Laut Embryotox, dem Pharmakovigilanz- und Beratungszentrum für Embryonaltoxikologie der Berliner Charité, ist Lamotrigin in der Schwangerschaft das Antiepileptikum der Wahl. Bei bipolarer Störung ist Quetiapin als mögliche Alternative genannt. Die Serumspiegel von Lamotrigin können sich im Verlauf der Schwangerschaft und kurz nach der Entbindung stark verändern, weshalb sie überwacht werden sollten.
Embryotox nennt das Stillen unter Lamotrigin »akzeptabel«. Da der Wirkstoff in die Muttermilch übergeht, sollte das Kind hinsichtlich möglicher Anpassungsstörungen wie Sedierung, Hautausschlag und schlechte Gewichtszunahme überwacht werden.
Welche Gegenanzeigen gibt es?
Nicht mit Lamotrigin behandelt werden sollten Patienten mit Überempfindlichkeit gegen Carbamazepin oder Phenytoin (mögliche Kreuzreaktionen), mit mittelschwerer oder schwerer Leberfunktionsstörung, mit Allergien oder Hautausschlägen gegen andere Antiepileptika in der Vorgeschichte, mit klinisch bedeutsamen strukturellen oder funktionellen Herzerkrankungen sowie Träger des HLA-B*1502-Allels asiatischer Herkunft, weil bei ihnen die Gefahr schwerwiegender Hautreaktionen besonders hoch ist. Nur mit Vorsicht angewendet werden darf Lamotrigin bei Patienten mit Nierenfunktionsstörung.

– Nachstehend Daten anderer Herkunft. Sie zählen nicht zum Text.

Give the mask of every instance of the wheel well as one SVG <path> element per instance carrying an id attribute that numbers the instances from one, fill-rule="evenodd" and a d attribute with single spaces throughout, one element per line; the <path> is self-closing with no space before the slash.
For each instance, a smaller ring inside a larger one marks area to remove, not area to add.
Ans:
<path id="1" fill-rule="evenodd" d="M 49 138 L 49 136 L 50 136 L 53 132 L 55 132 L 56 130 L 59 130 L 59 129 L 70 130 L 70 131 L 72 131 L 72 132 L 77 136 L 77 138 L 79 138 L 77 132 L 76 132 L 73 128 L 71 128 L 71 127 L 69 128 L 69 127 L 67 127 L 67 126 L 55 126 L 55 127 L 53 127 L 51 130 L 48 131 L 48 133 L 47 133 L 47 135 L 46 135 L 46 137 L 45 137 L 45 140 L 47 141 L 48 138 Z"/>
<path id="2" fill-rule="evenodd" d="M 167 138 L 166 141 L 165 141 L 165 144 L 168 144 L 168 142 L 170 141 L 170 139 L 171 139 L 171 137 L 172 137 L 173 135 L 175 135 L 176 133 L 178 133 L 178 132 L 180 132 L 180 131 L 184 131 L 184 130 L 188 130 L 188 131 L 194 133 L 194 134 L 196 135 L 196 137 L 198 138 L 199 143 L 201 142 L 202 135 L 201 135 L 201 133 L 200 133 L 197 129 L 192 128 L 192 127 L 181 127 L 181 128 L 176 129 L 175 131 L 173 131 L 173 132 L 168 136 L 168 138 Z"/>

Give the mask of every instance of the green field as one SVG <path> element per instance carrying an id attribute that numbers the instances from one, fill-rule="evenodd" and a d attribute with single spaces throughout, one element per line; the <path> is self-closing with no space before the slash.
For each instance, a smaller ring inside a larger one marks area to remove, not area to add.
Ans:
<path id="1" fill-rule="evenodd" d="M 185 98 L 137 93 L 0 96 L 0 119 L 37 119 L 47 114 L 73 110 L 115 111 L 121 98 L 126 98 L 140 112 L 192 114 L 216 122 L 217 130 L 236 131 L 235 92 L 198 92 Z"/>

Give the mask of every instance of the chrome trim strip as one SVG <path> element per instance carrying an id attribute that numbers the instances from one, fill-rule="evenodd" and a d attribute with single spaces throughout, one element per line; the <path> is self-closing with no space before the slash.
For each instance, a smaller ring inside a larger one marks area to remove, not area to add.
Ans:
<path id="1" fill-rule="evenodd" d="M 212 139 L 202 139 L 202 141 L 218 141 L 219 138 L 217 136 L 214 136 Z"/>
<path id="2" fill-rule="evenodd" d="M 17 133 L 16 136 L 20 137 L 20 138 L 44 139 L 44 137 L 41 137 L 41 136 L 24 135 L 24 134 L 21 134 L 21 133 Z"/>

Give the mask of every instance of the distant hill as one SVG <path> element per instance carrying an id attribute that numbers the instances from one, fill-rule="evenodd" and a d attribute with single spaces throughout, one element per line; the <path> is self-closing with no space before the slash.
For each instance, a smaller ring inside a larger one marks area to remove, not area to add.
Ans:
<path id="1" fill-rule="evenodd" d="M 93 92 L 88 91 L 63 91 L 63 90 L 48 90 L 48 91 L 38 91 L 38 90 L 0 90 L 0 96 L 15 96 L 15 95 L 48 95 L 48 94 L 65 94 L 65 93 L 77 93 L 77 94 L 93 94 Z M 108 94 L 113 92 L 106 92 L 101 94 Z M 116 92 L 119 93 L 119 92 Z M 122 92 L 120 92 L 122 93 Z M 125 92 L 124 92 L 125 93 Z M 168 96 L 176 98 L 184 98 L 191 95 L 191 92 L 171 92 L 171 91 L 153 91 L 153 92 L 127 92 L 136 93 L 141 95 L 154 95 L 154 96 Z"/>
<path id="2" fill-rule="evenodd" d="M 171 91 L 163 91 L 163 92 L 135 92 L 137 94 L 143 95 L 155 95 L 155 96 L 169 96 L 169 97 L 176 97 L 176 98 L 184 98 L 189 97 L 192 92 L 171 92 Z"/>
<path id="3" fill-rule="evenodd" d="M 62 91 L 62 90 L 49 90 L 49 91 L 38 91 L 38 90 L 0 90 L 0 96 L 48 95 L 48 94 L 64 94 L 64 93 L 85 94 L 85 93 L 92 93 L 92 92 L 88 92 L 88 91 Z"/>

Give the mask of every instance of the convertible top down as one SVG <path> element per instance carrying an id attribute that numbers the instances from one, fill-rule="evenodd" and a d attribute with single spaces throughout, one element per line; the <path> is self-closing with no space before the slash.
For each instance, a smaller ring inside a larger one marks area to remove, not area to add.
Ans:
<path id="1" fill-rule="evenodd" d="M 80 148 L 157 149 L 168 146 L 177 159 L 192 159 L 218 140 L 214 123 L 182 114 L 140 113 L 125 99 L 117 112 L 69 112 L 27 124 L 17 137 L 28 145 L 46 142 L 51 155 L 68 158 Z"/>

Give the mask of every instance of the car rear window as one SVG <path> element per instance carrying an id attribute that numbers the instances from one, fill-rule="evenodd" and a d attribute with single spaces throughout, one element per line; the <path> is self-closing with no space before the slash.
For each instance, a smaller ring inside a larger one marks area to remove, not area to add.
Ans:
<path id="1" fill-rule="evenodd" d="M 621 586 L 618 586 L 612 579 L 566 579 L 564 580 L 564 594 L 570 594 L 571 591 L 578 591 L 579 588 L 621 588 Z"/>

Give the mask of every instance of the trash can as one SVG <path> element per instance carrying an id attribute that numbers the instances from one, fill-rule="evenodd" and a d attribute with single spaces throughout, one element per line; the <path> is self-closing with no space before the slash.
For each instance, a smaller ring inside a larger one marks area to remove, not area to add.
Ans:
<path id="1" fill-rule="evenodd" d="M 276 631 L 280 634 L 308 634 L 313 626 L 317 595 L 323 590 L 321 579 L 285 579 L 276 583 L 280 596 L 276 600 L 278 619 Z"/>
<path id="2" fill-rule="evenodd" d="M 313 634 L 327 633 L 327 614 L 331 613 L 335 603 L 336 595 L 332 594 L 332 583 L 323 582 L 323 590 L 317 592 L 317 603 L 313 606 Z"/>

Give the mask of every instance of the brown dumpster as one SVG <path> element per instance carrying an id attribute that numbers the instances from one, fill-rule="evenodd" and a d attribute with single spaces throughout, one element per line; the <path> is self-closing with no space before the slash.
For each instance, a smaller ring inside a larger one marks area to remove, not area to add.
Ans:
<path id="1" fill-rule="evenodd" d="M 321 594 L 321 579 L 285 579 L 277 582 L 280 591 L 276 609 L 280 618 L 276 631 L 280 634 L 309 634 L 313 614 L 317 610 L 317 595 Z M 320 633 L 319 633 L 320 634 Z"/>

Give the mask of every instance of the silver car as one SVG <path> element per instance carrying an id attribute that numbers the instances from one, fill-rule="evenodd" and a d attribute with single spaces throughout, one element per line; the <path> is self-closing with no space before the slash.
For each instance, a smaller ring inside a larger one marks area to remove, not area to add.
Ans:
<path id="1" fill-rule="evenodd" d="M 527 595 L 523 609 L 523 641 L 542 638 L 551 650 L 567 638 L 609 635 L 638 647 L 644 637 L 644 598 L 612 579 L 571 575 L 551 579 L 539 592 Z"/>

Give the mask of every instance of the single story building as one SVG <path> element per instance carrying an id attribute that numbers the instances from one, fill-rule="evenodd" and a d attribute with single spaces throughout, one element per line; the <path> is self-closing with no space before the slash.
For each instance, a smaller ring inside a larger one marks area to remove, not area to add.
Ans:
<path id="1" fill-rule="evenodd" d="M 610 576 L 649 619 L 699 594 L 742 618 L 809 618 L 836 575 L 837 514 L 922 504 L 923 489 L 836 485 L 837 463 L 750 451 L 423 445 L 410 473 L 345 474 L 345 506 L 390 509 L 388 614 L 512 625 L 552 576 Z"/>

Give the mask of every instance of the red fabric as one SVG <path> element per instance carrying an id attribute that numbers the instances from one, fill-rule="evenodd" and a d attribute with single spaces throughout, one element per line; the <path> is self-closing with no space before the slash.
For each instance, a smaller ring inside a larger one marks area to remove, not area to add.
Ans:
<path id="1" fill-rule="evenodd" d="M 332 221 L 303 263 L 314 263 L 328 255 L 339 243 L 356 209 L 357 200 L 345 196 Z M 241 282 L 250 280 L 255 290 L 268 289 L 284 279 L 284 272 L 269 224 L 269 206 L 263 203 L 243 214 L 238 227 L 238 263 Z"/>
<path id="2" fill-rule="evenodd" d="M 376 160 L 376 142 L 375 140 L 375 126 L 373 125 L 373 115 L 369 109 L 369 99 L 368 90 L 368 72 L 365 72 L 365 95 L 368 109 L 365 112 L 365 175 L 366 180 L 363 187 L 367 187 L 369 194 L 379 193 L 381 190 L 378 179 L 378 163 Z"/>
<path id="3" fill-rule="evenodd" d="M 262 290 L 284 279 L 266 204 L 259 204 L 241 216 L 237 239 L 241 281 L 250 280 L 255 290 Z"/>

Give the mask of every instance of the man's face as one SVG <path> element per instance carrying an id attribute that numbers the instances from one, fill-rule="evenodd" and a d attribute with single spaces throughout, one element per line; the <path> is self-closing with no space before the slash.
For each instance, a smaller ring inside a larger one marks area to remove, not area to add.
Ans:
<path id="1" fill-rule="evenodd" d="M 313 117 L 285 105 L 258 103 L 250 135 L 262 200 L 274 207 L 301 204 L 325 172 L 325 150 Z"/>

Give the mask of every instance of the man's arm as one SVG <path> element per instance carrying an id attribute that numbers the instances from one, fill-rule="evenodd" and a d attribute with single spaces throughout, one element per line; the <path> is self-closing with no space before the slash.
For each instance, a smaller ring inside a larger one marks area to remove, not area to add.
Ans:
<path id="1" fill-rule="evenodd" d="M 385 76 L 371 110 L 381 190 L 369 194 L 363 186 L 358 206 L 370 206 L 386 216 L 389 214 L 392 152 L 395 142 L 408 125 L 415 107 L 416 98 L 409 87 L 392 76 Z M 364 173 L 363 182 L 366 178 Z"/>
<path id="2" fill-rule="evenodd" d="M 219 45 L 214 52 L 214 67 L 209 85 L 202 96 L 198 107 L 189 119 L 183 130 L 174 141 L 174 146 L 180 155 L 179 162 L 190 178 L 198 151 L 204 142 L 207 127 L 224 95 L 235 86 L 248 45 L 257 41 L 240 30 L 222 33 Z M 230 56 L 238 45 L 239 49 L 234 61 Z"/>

Welche Wechselwirkungen sind zu beachten?
Orale Kontrazeptiva erhöhen die Lamotrigin-Clearance um circa das Doppelte. Wenn eine Patientin unter einer Therapie mit Lamotrigin mit der Anwendung der »Pille« beginnt oder diese beendet, muss deshalb die Lamotrigin-Dosis angepasst werden. Lamotrigin hemmt das Enzym Dihydrofolatreduktase. Deshalb ist unter der Therapie bei Frauen, die schwanger sind oder es werden wollen, besonders auf eine ausreichende Folsäure-Versorgung zu achten.
Lamotrigin und Folsäure – wie hängt das zusammen?
In den 1960er-Jahren kam die Hypothese auf, dass Folsäure epileptische Anfälle auslösen könnte. Daraufhin wurden mehrere Folsäure-Antagonisten auf ihre antikonvulsive Wirkung in Tiermodellen getestet. Einige Phenyltriazine, einschließlich Lamotrigin, erwiesen sich dabei als hochwirksam gegen Anfälle – trotz schwacher Antifolateigenschaften.